= Games graph =

In graph theory, the Games graph is the largest known locally linear strongly regular graph. Its parameters as a strongly regular graph are (729,112,1,20). This means that it has 729 vertices, and 40824 edges (112 per vertex). Each edge is in a unique triangle (it is a locally linear graph) and each non-adjacent pair of vertices have exactly 20 shared neighbors. It is named after Richard A. Games, who suggested its construction in an unpublished communication and wrote about related constructions.

==Construction==
The construction of this graph involves the 56-point cap set in $PG(5,3)$. This is a subset of points with no three in line in the five-dimensional projective geometry over a three-element field, and is unique up to symmetry. The six-dimensional projective geometry, $PG(6,3)$, can be partitioned into a six-dimensional affine space $AG(6,3)$ and a copy of $PG(5,3)$, which forms the set of points at infinity with respect to the affine space. The Games graph has as its vertices the 729 points of the affine space $AG(6,3)$. Each line in the affine space goes through three of these points, and through a fourth point at infinity. The graph contains a triangle for every line of three affine points that passes through a point of the cap set.

==Properties==
Several of the graph's properties follow immediately from this construction. It has $729=3^6$ vertices, because the number of points in an affine space is the size of the base field to the power of the dimension. For each affine point, there are 56 lines through cap set points, 56 triangles containing the corresponding vertex, and $112=56\times 2$ neighbors of the vertex. And there can be no triangles other than the ones coming from the construction, because any other triangle would have to come from three different lines meeting in a common plane of $PG(6,3)$, and the three cap set points of the three lines would all lie on the intersection of this plane with $PG(5,3)$, which is a line. But this would violate the defining property of a cap set that it has no three points on a line, so no such extra triangle can exist.

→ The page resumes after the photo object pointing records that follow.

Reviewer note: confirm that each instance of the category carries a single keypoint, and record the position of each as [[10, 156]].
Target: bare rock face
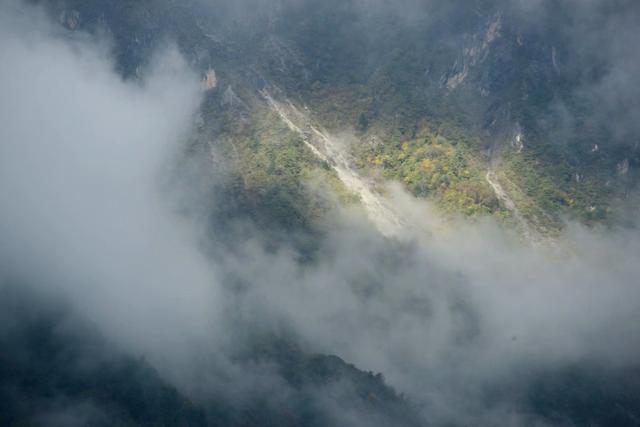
[[210, 80], [474, 53], [70, 19]]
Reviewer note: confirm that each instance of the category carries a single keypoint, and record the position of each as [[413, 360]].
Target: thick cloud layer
[[83, 161]]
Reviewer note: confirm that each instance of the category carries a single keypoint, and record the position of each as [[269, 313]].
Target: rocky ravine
[[329, 149]]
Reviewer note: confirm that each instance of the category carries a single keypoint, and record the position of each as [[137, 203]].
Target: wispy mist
[[87, 212]]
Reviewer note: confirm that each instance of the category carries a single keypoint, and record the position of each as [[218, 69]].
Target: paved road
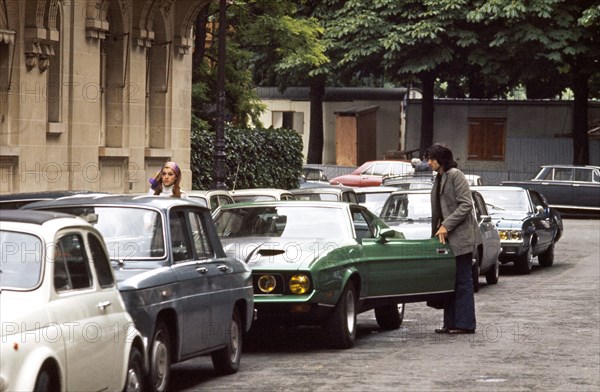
[[535, 332]]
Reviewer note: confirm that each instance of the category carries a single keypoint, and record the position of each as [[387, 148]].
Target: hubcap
[[161, 362], [133, 381]]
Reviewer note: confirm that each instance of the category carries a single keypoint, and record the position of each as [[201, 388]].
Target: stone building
[[94, 94]]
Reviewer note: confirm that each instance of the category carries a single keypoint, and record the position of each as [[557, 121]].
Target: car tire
[[390, 316], [476, 271], [46, 382], [524, 262], [160, 359], [227, 360], [493, 274], [341, 326], [546, 259], [134, 379]]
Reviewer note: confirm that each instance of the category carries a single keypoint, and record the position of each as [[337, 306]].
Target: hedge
[[255, 158]]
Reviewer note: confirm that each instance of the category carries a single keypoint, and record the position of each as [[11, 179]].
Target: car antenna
[[235, 178]]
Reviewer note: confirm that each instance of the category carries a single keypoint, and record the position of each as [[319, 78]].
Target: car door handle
[[103, 305]]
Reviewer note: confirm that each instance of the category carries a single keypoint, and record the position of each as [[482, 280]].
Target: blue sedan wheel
[[227, 360], [341, 326], [524, 262]]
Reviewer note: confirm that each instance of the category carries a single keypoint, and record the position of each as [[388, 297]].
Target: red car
[[371, 173]]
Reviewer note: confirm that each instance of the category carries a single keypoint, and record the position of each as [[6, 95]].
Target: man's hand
[[442, 234]]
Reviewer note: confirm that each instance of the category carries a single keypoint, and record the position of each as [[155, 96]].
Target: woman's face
[[168, 176], [434, 165]]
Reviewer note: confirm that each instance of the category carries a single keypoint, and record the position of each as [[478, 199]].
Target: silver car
[[185, 295]]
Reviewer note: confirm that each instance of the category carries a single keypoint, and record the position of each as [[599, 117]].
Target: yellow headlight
[[299, 284], [267, 283], [516, 235]]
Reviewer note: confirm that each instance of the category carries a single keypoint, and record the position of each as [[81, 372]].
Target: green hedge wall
[[256, 158]]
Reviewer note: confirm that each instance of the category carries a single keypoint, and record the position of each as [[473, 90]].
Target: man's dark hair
[[442, 154]]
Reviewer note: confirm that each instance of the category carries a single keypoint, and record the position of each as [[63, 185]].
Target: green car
[[322, 263]]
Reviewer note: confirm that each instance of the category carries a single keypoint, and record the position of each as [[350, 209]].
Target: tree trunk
[[200, 39], [581, 146], [315, 139], [427, 80]]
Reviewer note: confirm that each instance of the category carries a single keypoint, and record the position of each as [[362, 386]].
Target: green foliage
[[255, 158]]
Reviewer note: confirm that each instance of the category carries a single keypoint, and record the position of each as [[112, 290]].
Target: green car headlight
[[267, 283], [299, 284], [516, 235]]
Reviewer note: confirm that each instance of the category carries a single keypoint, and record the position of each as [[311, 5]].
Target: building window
[[288, 120], [487, 138]]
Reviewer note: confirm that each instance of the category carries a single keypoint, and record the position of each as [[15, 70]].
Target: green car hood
[[274, 253]]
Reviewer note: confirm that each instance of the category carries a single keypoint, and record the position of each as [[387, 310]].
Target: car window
[[101, 263], [349, 197], [21, 260], [201, 241], [200, 200], [537, 199], [180, 244], [399, 169], [583, 175], [72, 270], [362, 225], [562, 174], [214, 203]]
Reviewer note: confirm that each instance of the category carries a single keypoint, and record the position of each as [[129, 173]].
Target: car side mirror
[[386, 234]]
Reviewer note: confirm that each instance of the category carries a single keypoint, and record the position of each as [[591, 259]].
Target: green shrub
[[255, 158]]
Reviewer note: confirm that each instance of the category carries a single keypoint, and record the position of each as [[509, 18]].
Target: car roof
[[573, 166], [497, 187], [375, 189], [34, 217], [129, 200], [323, 189], [290, 203]]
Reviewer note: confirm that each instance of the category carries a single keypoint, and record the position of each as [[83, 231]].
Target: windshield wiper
[[495, 207]]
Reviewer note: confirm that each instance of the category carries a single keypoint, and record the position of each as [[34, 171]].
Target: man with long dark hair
[[453, 222]]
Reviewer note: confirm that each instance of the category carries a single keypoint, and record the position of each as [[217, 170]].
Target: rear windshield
[[22, 255], [129, 233]]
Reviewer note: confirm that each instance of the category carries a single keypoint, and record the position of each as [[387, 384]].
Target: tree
[[558, 36]]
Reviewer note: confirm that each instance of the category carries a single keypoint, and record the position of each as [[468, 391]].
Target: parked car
[[16, 200], [326, 192], [316, 263], [64, 323], [373, 197], [211, 199], [261, 194], [567, 188], [528, 226], [371, 173], [409, 211], [314, 174], [185, 295], [416, 180]]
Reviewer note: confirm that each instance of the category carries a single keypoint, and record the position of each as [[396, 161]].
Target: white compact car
[[64, 326]]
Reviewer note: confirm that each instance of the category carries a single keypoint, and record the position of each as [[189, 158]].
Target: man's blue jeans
[[459, 310]]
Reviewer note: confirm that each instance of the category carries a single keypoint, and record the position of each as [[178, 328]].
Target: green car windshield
[[285, 222]]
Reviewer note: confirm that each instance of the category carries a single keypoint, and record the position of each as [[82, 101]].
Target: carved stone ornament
[[31, 60]]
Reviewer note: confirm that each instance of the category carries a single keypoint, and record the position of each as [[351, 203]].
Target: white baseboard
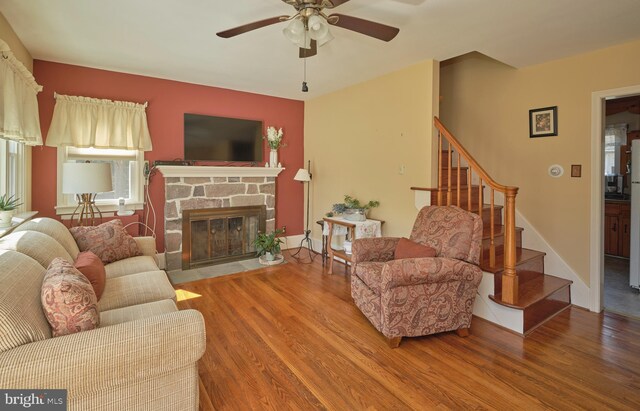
[[292, 241]]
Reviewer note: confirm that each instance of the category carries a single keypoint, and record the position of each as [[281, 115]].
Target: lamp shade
[[82, 178], [302, 175]]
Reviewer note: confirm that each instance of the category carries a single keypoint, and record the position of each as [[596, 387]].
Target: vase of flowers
[[352, 209], [274, 139]]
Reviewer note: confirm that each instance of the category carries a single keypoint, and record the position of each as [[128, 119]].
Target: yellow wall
[[358, 138], [9, 36], [486, 105]]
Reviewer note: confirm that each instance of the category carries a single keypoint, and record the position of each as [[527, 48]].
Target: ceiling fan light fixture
[[296, 33], [319, 29], [325, 39]]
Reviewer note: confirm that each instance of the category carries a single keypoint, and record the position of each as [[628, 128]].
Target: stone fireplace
[[217, 235], [207, 187]]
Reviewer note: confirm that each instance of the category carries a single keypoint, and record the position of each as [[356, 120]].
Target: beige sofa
[[145, 353]]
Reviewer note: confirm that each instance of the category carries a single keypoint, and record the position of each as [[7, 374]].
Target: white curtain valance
[[19, 117], [91, 122]]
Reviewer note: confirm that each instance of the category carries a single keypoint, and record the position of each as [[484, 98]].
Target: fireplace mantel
[[213, 171]]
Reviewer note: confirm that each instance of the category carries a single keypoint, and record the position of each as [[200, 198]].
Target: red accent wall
[[168, 101]]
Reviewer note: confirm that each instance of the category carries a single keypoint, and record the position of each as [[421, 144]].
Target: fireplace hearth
[[209, 187], [219, 235]]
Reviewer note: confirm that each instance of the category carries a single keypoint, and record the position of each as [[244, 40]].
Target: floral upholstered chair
[[411, 297]]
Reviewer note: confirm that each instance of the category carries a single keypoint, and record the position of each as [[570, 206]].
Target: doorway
[[616, 120]]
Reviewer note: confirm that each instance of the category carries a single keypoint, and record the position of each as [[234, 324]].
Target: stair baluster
[[445, 168], [540, 296]]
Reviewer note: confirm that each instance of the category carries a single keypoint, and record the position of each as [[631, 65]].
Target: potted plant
[[268, 245], [352, 209], [8, 205], [274, 139]]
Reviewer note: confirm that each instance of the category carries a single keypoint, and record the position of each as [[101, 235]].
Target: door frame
[[596, 260]]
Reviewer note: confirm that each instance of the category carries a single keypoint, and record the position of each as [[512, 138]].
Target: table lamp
[[85, 180], [304, 176]]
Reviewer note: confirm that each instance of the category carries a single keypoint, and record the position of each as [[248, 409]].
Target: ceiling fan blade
[[310, 52], [329, 4], [251, 26], [367, 27]]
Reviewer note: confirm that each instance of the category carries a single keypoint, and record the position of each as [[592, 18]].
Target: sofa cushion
[[38, 246], [55, 229], [371, 274], [91, 267], [136, 312], [410, 249], [135, 289], [109, 241], [131, 265], [68, 300], [21, 318]]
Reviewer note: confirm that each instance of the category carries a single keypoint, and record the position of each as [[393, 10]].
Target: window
[[12, 166], [126, 174], [614, 137]]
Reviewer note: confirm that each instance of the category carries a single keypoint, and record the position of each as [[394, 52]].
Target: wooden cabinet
[[625, 236], [617, 228]]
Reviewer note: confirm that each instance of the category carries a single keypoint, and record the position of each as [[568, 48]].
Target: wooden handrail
[[473, 164], [509, 275]]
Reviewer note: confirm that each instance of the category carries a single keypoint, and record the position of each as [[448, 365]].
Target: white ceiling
[[176, 40]]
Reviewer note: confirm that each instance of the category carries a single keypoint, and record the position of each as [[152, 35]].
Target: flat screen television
[[209, 138]]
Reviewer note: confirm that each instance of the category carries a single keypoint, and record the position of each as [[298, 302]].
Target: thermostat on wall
[[556, 170]]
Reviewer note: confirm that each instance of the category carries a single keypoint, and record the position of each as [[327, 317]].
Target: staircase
[[520, 281]]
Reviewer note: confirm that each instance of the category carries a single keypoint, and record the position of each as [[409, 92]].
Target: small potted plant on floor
[[8, 205], [352, 209], [268, 245]]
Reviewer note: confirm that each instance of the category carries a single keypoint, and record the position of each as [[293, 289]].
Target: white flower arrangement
[[274, 137]]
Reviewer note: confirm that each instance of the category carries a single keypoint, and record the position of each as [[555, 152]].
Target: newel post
[[509, 276]]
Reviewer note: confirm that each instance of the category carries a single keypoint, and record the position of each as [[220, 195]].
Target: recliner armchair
[[420, 296]]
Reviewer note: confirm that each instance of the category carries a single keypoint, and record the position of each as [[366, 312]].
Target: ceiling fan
[[309, 26]]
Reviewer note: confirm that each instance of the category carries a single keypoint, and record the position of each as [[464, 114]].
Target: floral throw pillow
[[109, 241], [68, 299]]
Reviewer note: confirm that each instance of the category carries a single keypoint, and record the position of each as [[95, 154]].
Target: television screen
[[209, 138]]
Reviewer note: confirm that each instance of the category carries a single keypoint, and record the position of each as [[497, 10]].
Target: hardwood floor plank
[[290, 337]]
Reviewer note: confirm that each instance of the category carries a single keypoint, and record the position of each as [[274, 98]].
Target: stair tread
[[522, 255], [534, 290], [498, 231]]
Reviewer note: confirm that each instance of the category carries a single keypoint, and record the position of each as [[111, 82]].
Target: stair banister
[[509, 277]]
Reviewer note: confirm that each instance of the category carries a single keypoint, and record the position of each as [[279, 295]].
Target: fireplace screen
[[217, 235]]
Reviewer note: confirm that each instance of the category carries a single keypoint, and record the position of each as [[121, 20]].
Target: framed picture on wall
[[543, 122]]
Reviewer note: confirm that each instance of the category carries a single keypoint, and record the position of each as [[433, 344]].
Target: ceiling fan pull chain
[[304, 78]]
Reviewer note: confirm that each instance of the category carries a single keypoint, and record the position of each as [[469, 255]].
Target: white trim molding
[[213, 171], [596, 240]]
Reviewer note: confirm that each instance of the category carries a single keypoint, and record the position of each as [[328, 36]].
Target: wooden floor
[[289, 337]]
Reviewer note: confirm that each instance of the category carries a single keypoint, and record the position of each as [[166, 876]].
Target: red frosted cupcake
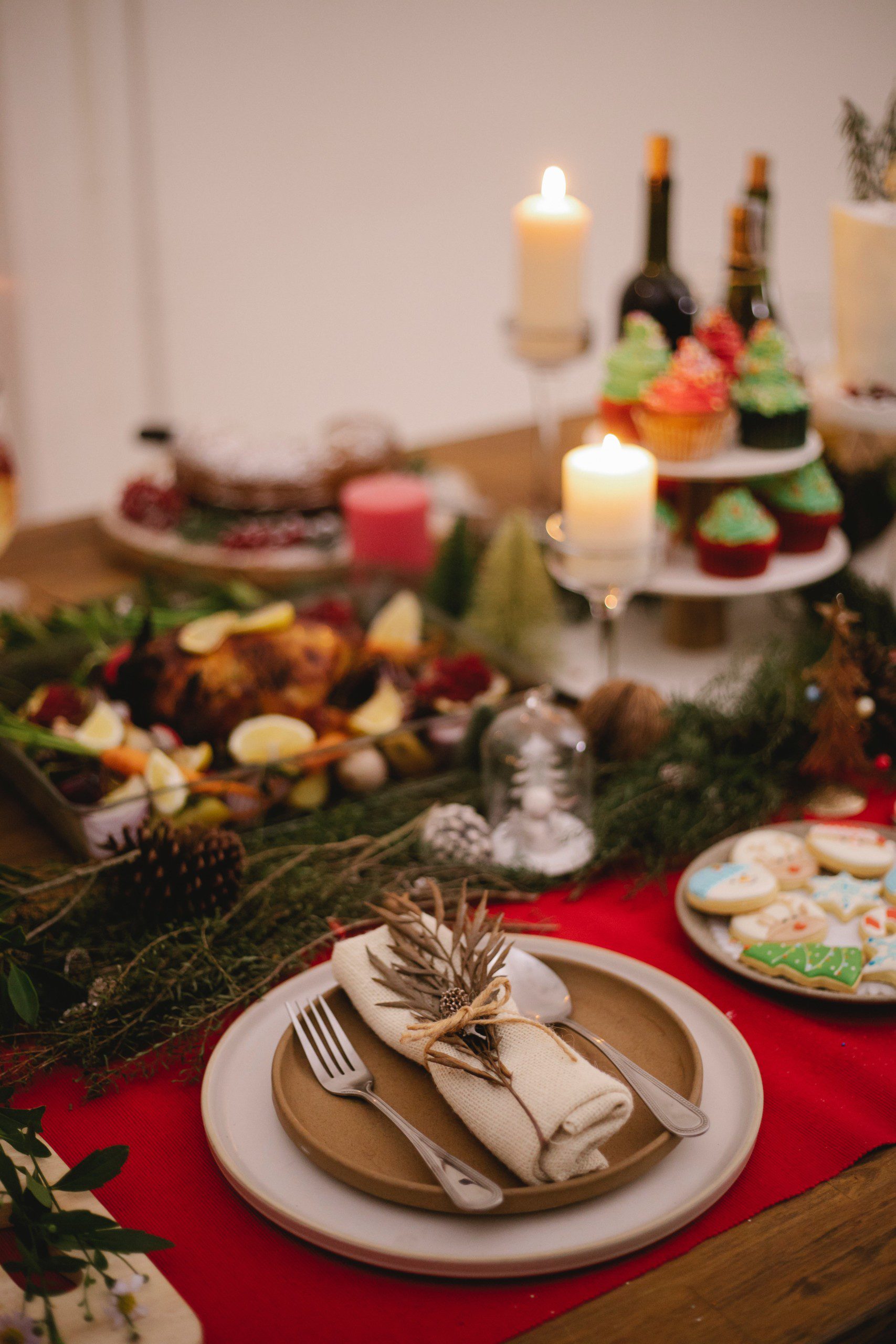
[[686, 413], [806, 505], [736, 537], [722, 337]]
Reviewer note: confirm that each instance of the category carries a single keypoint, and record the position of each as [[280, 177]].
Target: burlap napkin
[[575, 1107]]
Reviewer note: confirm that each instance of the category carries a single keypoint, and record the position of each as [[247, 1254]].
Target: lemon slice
[[194, 759], [207, 634], [381, 714], [167, 784], [398, 627], [102, 729], [276, 616], [270, 737]]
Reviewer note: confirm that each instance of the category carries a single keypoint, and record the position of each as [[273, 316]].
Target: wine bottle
[[657, 289], [747, 300]]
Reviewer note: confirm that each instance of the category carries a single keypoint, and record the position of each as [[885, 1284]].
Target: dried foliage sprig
[[450, 982]]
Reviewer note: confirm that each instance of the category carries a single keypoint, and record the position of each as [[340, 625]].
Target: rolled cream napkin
[[575, 1105]]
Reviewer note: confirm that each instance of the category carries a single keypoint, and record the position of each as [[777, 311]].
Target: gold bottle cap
[[758, 175], [659, 158]]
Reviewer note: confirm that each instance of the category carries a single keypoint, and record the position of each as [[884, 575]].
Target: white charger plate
[[280, 1182]]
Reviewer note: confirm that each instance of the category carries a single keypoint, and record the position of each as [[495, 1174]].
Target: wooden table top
[[813, 1270]]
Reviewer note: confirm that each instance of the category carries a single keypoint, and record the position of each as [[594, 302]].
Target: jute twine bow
[[484, 1010]]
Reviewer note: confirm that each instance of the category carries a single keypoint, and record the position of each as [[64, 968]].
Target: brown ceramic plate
[[707, 930], [352, 1141]]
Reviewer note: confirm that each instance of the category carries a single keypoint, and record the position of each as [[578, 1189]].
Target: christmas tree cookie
[[812, 964]]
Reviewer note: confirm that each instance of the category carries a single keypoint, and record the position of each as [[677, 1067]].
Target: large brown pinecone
[[182, 874]]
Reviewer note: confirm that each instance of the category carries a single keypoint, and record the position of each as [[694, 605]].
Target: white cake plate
[[273, 1177], [835, 406], [683, 577], [735, 463]]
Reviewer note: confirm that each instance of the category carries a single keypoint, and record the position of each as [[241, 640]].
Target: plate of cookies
[[806, 908]]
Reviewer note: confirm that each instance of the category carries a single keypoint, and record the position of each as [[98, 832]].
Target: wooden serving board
[[356, 1144], [168, 1320]]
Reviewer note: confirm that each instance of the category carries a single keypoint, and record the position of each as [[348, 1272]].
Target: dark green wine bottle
[[657, 289], [747, 300]]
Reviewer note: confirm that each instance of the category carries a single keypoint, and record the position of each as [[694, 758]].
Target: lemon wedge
[[381, 714], [102, 729], [207, 634], [194, 759], [398, 628], [167, 784], [276, 616], [268, 738]]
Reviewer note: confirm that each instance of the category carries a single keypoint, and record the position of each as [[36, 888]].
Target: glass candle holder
[[536, 774], [606, 577]]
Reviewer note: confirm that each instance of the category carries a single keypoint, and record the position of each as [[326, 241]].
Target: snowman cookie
[[844, 896], [851, 848], [878, 922], [784, 854], [731, 889], [792, 917]]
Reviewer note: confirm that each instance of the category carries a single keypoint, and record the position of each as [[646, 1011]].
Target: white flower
[[123, 1307], [18, 1328]]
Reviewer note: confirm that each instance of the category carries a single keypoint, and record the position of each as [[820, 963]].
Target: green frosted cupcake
[[638, 356], [773, 404], [736, 536], [806, 505]]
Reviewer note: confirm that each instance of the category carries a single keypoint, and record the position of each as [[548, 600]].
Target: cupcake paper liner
[[680, 438], [787, 430]]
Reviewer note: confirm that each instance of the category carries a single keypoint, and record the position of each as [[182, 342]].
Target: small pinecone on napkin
[[181, 875], [457, 834]]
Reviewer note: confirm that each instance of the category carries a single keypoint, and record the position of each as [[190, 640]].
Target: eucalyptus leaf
[[23, 996], [94, 1170]]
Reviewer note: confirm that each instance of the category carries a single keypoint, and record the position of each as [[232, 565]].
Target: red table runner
[[830, 1097]]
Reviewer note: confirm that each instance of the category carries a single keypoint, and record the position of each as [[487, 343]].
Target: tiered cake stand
[[693, 613]]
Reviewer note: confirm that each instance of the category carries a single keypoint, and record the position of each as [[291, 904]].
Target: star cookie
[[844, 896]]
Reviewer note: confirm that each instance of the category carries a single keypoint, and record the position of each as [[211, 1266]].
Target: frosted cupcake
[[736, 536], [773, 404], [641, 353], [686, 413], [806, 505], [722, 337]]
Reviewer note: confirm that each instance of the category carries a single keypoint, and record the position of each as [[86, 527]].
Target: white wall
[[277, 210]]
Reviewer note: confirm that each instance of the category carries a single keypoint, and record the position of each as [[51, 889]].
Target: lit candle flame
[[554, 186]]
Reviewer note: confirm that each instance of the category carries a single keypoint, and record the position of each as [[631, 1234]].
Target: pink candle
[[386, 515]]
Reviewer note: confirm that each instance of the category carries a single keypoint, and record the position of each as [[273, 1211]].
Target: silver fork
[[340, 1070]]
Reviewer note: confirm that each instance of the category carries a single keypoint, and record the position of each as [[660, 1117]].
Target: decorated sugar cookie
[[784, 854], [790, 918], [882, 960], [844, 896], [851, 848], [808, 964], [878, 922], [729, 889]]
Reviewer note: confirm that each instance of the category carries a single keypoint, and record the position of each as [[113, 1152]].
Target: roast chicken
[[203, 698]]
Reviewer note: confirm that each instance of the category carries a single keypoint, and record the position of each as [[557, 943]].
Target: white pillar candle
[[551, 233], [609, 508]]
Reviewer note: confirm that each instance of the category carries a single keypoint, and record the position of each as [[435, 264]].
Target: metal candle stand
[[546, 351]]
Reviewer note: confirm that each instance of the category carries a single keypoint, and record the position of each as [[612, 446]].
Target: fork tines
[[333, 1059]]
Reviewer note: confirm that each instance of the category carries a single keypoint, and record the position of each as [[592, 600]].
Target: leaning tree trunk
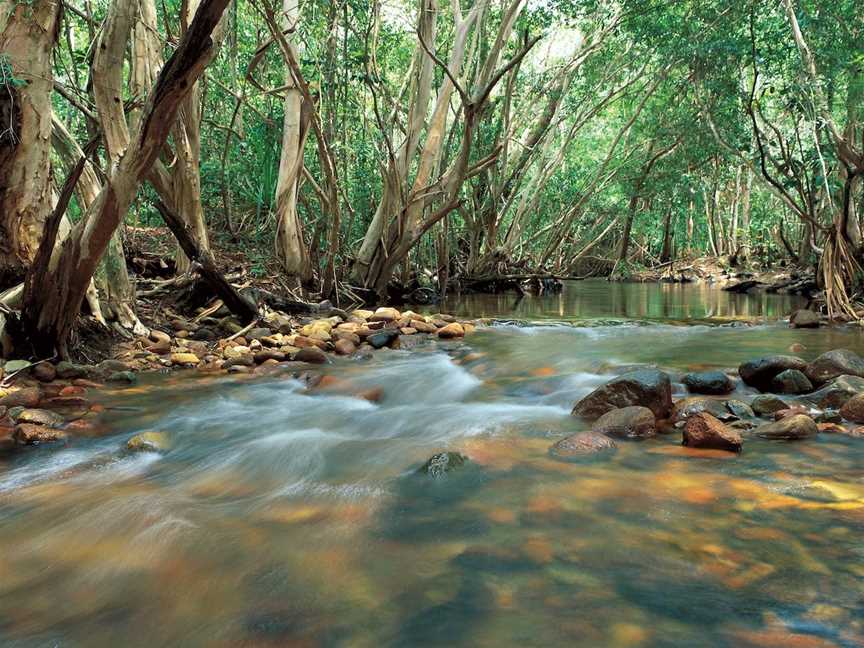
[[27, 35], [53, 299]]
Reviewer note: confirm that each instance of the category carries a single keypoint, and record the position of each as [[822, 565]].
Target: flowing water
[[287, 517]]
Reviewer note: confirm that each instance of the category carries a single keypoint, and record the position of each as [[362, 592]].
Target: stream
[[283, 516]]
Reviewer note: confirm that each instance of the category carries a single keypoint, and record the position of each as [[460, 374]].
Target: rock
[[184, 359], [766, 405], [69, 370], [649, 388], [837, 392], [149, 442], [739, 409], [634, 422], [159, 336], [791, 381], [853, 409], [805, 318], [40, 417], [344, 347], [760, 372], [312, 355], [789, 429], [452, 330], [44, 372], [708, 382], [704, 431], [687, 407], [30, 434], [12, 366], [24, 397], [380, 339], [442, 463], [581, 445], [833, 364], [127, 377], [384, 314]]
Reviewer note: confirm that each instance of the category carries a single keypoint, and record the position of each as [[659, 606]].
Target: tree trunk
[[27, 35]]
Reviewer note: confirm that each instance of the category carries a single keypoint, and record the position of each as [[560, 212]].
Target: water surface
[[288, 517]]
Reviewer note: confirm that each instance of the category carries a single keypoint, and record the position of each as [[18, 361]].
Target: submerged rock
[[442, 463], [649, 388], [766, 405], [833, 364], [791, 381], [708, 382], [635, 422], [791, 428], [760, 372], [835, 394], [581, 445], [704, 431]]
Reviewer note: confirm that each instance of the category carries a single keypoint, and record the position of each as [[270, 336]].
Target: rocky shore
[[45, 402]]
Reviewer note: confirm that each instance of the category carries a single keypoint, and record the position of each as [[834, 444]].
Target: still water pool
[[287, 517]]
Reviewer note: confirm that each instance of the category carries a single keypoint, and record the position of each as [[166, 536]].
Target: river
[[287, 517]]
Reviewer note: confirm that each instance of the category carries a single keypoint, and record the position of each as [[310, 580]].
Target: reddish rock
[[704, 431]]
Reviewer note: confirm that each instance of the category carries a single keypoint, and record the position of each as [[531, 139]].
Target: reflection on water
[[284, 517], [596, 298]]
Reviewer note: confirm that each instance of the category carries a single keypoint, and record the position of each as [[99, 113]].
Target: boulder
[[837, 392], [833, 364], [760, 372], [704, 431], [582, 444], [452, 330], [633, 422], [853, 409], [386, 337], [440, 464], [649, 388], [805, 318], [766, 405], [791, 428], [708, 382], [791, 381], [149, 442]]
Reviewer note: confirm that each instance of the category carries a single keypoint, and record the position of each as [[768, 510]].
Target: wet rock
[[649, 388], [31, 434], [837, 392], [633, 422], [184, 359], [69, 370], [39, 417], [853, 409], [792, 428], [739, 409], [766, 405], [581, 445], [312, 355], [791, 381], [44, 372], [384, 314], [687, 407], [24, 397], [805, 318], [760, 372], [704, 431], [380, 339], [344, 347], [149, 442], [440, 464], [833, 364], [708, 382], [452, 330]]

The remaining property of strongly regular graphs, that all non-adjacent pairs of points have the same number of shared neighbors, depends on the specific properties of the 5-dimensional cap set.

==Related graphs==
With the $3\times 3$ Rook's graph and the Brouwer–Haemers graph, the Games graph is one of only three possible strongly regular graphs whose parameters have the form $\bigl((n^2+3n-1)^2,n^2(n+3),1,n(n+1)\bigr)$.

The same properties that produce a strongly regular graph from a cap set can also be used with an 11-point cap set in $PG(4,3)$, producing a smaller strongly regular graph with parameters (243,22,1,2).
This graph is the Berlekamp–Van Lint–Seidel graph.